Non-zero prime ideals are maximal in the ring of algebraic integers

Question

Let $A= \{y \in \mathbb{C} :$ $y$ integral over $\mathbb{Z}$ }. Let $P\not=\{0 \}$ be a prime ideal of $A$. I am supposed to prove that $P$ is also a maximal ideal. But I cant make it, is this really even true?

Answer 1

$P \cap \mathbb{Z}$ is a prime ideal of $\mathbb{Z}$. It cannot be zero: Choose $p \in P \setminus \{0\}$. There is some polynomial equation $p^n+z_{n-1} p^{n-1} + \dotsc + z_0=0$ with $z_i \in \mathbb{Z}$. Choose $n$ minimal. Then we cannot have $z_0 = 0$. Thus, $z_0 \in P \cap \mathbb{Z}$ and $z_0 \neq 0$.

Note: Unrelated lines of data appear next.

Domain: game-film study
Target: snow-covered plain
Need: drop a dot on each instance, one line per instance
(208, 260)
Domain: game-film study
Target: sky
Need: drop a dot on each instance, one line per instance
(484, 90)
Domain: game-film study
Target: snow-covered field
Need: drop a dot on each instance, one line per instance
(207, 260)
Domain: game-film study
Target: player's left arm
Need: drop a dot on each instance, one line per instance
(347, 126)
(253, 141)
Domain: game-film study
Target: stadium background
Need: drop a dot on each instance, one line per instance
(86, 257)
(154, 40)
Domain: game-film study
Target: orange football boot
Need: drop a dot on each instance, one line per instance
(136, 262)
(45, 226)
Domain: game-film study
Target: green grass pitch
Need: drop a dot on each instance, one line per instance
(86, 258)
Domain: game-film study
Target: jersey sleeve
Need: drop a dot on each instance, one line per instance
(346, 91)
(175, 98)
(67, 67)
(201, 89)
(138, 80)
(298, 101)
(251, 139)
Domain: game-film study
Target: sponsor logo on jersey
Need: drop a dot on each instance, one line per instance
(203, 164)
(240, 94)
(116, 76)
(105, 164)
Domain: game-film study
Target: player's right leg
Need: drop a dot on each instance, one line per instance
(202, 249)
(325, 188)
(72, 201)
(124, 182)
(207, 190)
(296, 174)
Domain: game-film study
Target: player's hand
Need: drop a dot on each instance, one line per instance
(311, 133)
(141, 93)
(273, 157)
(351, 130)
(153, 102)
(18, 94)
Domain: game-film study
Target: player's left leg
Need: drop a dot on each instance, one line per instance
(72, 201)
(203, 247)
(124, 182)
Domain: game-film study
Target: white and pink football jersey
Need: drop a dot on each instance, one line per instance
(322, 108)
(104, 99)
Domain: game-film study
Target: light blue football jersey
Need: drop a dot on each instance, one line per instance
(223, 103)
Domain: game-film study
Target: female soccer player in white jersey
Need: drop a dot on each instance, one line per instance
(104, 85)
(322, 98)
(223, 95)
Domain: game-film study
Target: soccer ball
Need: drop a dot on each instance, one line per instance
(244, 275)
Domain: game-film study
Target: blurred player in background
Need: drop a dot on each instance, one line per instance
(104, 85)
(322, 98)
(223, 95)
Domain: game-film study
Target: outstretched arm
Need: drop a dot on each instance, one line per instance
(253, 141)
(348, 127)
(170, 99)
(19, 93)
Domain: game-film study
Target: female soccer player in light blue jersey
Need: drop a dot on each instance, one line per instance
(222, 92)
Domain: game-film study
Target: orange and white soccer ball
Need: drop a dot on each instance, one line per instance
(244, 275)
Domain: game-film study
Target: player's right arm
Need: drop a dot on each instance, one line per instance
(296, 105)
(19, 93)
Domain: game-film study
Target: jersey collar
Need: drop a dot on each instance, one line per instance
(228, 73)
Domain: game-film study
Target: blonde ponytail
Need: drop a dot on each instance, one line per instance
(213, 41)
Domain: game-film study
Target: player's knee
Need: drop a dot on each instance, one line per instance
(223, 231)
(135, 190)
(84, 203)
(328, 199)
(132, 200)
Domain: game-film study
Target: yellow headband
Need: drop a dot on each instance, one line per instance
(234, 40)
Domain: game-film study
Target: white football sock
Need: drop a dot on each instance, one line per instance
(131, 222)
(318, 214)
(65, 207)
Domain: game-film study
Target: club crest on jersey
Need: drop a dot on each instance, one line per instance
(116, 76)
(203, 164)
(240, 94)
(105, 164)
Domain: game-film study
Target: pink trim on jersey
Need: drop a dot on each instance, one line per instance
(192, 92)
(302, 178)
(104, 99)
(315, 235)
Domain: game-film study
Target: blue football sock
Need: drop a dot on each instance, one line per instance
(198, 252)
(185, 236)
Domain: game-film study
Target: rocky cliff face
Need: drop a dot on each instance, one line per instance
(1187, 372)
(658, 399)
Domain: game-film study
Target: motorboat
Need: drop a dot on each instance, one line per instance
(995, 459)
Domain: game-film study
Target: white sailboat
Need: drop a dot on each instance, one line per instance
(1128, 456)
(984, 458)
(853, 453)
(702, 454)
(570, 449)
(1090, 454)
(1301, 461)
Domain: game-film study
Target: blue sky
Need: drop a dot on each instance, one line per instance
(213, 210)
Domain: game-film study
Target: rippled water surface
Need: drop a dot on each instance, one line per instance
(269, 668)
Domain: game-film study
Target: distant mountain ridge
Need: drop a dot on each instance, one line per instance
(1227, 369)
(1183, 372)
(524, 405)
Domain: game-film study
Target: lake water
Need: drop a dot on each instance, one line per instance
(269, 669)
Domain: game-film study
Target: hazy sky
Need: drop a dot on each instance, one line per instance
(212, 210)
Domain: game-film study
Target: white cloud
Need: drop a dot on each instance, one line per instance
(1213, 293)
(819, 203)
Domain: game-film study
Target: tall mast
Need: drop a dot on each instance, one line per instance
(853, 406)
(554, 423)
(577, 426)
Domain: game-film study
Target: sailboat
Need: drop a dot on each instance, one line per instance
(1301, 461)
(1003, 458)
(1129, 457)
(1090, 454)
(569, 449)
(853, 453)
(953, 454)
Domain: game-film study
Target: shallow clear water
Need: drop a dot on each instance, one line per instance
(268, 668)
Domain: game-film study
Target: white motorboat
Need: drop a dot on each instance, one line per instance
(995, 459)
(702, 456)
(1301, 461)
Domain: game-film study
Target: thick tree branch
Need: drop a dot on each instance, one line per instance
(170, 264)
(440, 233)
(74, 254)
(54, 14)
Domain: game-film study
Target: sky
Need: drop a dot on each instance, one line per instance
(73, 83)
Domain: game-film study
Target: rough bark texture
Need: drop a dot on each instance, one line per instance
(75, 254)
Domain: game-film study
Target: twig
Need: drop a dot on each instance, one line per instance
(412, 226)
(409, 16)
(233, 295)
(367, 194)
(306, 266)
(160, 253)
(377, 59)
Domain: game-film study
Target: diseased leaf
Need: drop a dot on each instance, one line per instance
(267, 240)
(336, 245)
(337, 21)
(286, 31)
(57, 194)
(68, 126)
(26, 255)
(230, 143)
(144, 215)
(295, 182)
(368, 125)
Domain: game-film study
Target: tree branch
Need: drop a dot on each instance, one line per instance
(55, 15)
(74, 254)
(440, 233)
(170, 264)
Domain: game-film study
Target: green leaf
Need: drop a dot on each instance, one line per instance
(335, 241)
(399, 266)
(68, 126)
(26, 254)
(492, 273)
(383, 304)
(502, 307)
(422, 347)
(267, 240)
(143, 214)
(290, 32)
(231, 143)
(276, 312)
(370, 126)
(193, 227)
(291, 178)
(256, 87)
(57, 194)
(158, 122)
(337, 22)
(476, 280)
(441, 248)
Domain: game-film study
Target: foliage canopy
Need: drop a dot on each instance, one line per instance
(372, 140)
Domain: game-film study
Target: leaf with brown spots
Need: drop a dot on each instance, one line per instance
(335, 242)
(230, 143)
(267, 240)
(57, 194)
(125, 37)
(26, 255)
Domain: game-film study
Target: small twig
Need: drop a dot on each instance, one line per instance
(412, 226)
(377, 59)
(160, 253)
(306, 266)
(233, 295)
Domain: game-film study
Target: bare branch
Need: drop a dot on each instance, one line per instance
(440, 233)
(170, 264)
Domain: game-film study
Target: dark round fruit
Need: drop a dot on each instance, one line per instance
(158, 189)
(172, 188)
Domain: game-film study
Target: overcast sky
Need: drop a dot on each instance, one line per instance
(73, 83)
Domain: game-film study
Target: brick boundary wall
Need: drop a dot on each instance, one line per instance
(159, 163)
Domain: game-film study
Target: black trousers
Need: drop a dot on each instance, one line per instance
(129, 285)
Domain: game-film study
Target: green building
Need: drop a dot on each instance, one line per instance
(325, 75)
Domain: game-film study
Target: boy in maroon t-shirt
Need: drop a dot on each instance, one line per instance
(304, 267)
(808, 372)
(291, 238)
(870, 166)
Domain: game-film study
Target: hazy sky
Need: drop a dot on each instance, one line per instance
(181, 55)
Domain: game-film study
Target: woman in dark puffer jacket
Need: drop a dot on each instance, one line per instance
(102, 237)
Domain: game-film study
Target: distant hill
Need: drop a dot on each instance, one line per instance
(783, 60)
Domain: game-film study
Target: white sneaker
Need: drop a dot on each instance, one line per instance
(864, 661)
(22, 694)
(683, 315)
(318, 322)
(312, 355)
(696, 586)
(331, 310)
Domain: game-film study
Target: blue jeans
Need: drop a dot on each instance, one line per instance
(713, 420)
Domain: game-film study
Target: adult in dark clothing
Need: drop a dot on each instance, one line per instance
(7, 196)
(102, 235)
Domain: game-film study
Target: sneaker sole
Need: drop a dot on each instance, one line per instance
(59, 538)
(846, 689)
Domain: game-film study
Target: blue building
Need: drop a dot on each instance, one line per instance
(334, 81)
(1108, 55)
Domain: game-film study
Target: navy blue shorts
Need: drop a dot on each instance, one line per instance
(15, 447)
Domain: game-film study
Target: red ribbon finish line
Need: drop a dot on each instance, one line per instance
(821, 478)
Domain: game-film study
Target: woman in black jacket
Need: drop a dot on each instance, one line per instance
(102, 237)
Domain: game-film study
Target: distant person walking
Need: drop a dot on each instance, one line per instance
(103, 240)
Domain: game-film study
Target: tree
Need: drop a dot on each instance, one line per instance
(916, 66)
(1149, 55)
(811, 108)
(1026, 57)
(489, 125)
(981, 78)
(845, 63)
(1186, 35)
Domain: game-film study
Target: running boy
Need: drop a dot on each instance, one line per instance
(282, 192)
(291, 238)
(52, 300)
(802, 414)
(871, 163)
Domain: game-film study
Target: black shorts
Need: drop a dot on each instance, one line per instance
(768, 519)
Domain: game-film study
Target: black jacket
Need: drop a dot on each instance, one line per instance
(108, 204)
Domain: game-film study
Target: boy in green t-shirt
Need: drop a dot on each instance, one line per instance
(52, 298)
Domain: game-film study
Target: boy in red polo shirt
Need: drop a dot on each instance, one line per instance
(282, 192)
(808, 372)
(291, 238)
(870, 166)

Hence, $P \cap \mathbb{Z} = (p)$ for some prime number $p$. Then $\mathbb{Z}/(p) \to A/P$ is an injective homomorphism. Every element of $A/P$ is integral over $\mathbb{Z}/(p)$, which is a field. This implies (see below) that $A/P$ is a field and hence $P$ is maximal.

Fact. If $R \to S$ is an injective integral homomorphism of integral domains and $R$ is a field, then $S$ is a field. Proof is an exercise.

Answer 2

$A$ is integral over $\mathbb{Z}$, thus has the same dimension as $\mathbb{Z}$, which is $1$.